Entah kenapa, sejak pertemuan awal mereka di rumah Ashiel itu, mereka selalu saja berbeda pendapat dan pikiran. Sehingga hanya pertengkaran-pertengkaranlah yang terjadi di antara mereka. Itu membuat kedua orang tua mereka yang begitu akrab menjadi merasa aneh dan tak habis mengerti.
Sampai akhirnya kedua orang tua mereka tak tahan lagi untuk melihat dan mendengar tiap pertengkaran yang tak ada habisnya itu. Orang tua mereka sepakat untuk berusaha dengan sekuat tenaga, menyatukan hubungan Ashiel dan Franz.
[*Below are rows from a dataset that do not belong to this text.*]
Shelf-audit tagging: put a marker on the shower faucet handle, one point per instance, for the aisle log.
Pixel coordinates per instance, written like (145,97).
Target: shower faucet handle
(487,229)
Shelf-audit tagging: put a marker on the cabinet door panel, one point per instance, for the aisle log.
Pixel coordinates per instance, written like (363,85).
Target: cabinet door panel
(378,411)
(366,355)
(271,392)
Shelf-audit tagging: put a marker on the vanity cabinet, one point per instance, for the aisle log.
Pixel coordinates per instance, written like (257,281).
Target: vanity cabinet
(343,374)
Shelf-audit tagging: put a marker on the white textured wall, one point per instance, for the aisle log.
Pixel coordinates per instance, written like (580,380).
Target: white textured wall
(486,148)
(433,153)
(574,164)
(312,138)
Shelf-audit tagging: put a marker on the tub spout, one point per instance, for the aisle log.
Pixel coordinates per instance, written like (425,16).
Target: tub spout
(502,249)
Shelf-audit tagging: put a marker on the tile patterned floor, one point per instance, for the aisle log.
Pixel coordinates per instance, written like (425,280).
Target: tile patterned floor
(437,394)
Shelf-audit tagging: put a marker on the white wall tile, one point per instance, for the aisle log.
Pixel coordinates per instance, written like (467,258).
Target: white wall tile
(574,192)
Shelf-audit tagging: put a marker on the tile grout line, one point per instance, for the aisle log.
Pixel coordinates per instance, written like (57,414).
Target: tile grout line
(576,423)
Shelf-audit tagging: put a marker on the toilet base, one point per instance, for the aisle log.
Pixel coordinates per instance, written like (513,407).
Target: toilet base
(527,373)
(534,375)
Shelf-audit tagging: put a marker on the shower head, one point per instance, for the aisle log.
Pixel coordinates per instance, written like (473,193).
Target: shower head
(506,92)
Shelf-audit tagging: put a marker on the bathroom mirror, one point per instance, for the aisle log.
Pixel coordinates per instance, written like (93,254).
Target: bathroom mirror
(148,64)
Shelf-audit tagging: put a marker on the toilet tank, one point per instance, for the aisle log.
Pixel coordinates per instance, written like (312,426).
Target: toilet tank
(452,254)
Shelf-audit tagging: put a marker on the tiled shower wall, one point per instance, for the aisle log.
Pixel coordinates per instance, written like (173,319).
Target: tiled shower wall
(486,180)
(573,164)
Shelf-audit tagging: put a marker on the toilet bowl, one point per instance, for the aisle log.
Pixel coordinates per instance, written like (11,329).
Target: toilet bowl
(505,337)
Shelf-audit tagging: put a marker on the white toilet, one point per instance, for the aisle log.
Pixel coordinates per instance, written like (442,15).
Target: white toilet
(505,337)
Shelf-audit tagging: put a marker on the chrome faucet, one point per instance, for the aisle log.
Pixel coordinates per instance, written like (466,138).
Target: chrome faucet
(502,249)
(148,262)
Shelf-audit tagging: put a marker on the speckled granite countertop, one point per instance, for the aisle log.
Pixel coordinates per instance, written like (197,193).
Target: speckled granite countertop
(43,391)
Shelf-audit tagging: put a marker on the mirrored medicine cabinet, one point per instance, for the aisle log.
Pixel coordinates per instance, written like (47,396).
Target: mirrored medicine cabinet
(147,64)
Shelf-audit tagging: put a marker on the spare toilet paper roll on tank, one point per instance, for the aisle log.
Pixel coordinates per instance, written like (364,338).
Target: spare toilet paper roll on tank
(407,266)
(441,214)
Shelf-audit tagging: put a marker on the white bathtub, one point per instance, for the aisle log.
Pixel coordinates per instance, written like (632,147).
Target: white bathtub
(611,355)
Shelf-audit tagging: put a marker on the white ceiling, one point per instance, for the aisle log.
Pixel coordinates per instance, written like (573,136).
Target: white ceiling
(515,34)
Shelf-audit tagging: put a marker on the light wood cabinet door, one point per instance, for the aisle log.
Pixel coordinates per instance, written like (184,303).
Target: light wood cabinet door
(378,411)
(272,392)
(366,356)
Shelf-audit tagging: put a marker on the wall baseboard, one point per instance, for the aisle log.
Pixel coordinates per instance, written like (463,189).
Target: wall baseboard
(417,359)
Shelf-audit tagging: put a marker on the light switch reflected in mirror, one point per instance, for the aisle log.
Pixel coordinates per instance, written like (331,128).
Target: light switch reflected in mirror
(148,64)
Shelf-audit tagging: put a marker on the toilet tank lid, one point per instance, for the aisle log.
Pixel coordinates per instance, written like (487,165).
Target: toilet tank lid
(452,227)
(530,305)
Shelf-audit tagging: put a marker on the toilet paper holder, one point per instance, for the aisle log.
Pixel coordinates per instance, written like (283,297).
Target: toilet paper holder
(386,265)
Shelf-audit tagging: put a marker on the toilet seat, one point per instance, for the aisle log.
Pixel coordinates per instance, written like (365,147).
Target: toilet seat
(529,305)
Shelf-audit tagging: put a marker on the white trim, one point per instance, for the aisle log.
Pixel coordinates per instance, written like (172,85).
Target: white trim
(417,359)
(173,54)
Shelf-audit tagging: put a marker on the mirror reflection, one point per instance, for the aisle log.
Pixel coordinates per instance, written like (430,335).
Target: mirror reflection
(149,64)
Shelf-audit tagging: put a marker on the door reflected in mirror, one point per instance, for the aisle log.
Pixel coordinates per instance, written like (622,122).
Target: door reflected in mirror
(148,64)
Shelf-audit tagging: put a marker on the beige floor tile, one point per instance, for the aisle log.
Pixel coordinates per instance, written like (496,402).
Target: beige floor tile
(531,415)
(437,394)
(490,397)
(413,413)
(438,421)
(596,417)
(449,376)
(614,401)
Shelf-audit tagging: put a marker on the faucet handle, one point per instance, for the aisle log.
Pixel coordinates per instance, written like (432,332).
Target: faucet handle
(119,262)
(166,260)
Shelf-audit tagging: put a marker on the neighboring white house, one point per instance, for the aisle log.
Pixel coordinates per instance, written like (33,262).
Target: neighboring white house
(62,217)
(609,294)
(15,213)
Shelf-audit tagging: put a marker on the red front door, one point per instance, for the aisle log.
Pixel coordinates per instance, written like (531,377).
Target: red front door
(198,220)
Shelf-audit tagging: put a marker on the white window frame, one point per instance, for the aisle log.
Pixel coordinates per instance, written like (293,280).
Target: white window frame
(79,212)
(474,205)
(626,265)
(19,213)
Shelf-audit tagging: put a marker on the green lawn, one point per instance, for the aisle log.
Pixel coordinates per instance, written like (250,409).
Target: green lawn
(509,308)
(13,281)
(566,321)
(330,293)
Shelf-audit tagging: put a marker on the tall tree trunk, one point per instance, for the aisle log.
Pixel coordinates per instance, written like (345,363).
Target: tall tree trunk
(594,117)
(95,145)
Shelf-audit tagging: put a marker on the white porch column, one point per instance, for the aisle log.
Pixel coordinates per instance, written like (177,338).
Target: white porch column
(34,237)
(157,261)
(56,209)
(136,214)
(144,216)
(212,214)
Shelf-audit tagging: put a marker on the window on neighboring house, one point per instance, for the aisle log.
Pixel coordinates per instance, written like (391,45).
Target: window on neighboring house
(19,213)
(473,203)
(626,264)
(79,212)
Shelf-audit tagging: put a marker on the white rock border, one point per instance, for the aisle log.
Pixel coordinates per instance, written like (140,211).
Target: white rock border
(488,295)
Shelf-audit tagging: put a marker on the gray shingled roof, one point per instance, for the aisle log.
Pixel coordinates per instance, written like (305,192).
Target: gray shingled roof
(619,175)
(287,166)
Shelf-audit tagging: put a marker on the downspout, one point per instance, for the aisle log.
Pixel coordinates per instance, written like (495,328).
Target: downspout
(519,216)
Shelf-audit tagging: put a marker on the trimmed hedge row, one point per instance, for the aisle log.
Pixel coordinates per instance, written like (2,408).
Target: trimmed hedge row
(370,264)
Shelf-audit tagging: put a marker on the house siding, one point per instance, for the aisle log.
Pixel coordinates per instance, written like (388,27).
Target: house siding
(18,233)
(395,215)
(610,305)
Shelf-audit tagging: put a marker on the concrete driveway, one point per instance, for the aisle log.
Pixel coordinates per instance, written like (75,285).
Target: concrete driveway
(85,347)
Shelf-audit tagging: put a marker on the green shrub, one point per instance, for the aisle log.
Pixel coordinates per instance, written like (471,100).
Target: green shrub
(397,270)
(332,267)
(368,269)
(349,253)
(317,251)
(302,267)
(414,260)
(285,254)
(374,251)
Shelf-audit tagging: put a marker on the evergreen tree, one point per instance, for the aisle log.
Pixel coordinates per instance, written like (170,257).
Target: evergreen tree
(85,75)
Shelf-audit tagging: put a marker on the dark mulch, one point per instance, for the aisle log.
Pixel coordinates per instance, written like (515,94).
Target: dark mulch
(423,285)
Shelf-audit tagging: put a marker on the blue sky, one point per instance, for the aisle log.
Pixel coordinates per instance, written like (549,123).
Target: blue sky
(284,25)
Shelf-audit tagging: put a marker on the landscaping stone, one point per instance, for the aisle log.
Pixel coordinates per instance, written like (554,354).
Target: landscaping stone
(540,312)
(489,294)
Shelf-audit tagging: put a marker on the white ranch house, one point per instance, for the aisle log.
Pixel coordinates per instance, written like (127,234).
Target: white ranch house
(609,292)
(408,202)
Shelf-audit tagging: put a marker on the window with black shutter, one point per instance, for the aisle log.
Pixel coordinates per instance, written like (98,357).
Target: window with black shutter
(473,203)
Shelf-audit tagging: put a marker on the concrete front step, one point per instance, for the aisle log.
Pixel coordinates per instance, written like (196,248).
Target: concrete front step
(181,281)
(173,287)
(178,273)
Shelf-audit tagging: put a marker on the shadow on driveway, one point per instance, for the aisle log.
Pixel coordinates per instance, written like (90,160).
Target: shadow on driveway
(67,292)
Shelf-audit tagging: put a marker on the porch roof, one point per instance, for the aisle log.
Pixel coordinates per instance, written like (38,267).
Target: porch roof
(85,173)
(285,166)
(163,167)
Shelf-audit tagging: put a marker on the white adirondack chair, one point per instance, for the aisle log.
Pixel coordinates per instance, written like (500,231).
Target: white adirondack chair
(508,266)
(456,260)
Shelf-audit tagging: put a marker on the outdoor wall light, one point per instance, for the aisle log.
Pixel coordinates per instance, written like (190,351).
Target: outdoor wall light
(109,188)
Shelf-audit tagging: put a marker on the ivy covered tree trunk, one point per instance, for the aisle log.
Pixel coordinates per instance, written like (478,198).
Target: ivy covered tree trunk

”Perbedaan itu sebetulnya indah dan menyenangkan. Asal kita mau berusaha untuk menghargai tiap perbedaan yang ada. Lihatlah pelangi! Terdiri dari berbagai warna, berpadu dengan indahnya. Meski berbeda, warna-warna itu menyatu sebagai spektrum cahaya matahari. Cahaya yang menyinari kehidupan!” nasehat ayah Franz. Panjang lebar.
Toh, semua itu gagal. Ashiel dan Franz selalu saja menutup hati dan telinga mereka. Demi rasa gengsi dan harga diri yang terlalu tinggi.
***
“Wah, kala saya mesti satu tim dengan cewek super sok ini, bisa kacau nanti ceritanya, Pak! ”
“Eh, apa Loe bilang tadi? Cewek super sok? Coba ulangin!”
“Ce-wek su-per sok ! Loe tuh cewek super sok!”
“Enak aja,” bantah Ashiel. “Loe tuh cowok super amburadul! Ngatain orang sembarangan.”
“Tapi kenyataanya emang gitu kan?” ejek Franz. “Loe emang super SOK!”
“Loe tuh super amburadul!.”
“Loe super sok.”
“Loe super amburadul .”
“Loe super sok .”
“Loe super amburadul .”
“Sudah, sudah !” lerai Pak Didit akhirnya. “Kalian ini, masih saja bertengkar dan bertengkar. Padahal di dalam lomba yang akan kalian ikuti nanti, di sana sangat dibutuhkan yang namanya kekompakan, kalian mengerti, kan? Tapi kok masih saja bertengkar terus.”
“Tapi, Pak,” sahut Ashiel Dan Franz berbarengan.
“Sudah, tak ada tapi-tapian . Ini sudah keputusan sekolah yang tak bisa di ganggu gugat. Fi-nal!”
“Final… .”
“Final… .”
▪☺☻☺▪
Sudah beberapa minggu lamanya berjalan setelah pemberitahuan Pak Didit tentang keikutsertaan Ashiel dan Franz sebagai wakil dari SMA-Q dalam Lomba Desain Grafis tingkat nasional. Namun, sampai saat ini, Ashiel dan Franz masih saja belum bisa menunjukkan tanda-tanda kalau mereka itu bisa akur dan kompak untuk menjadi wakil bagi tim sekolah mereka. Padahal waktu yang tersisa tinggal beberapa hari lagi.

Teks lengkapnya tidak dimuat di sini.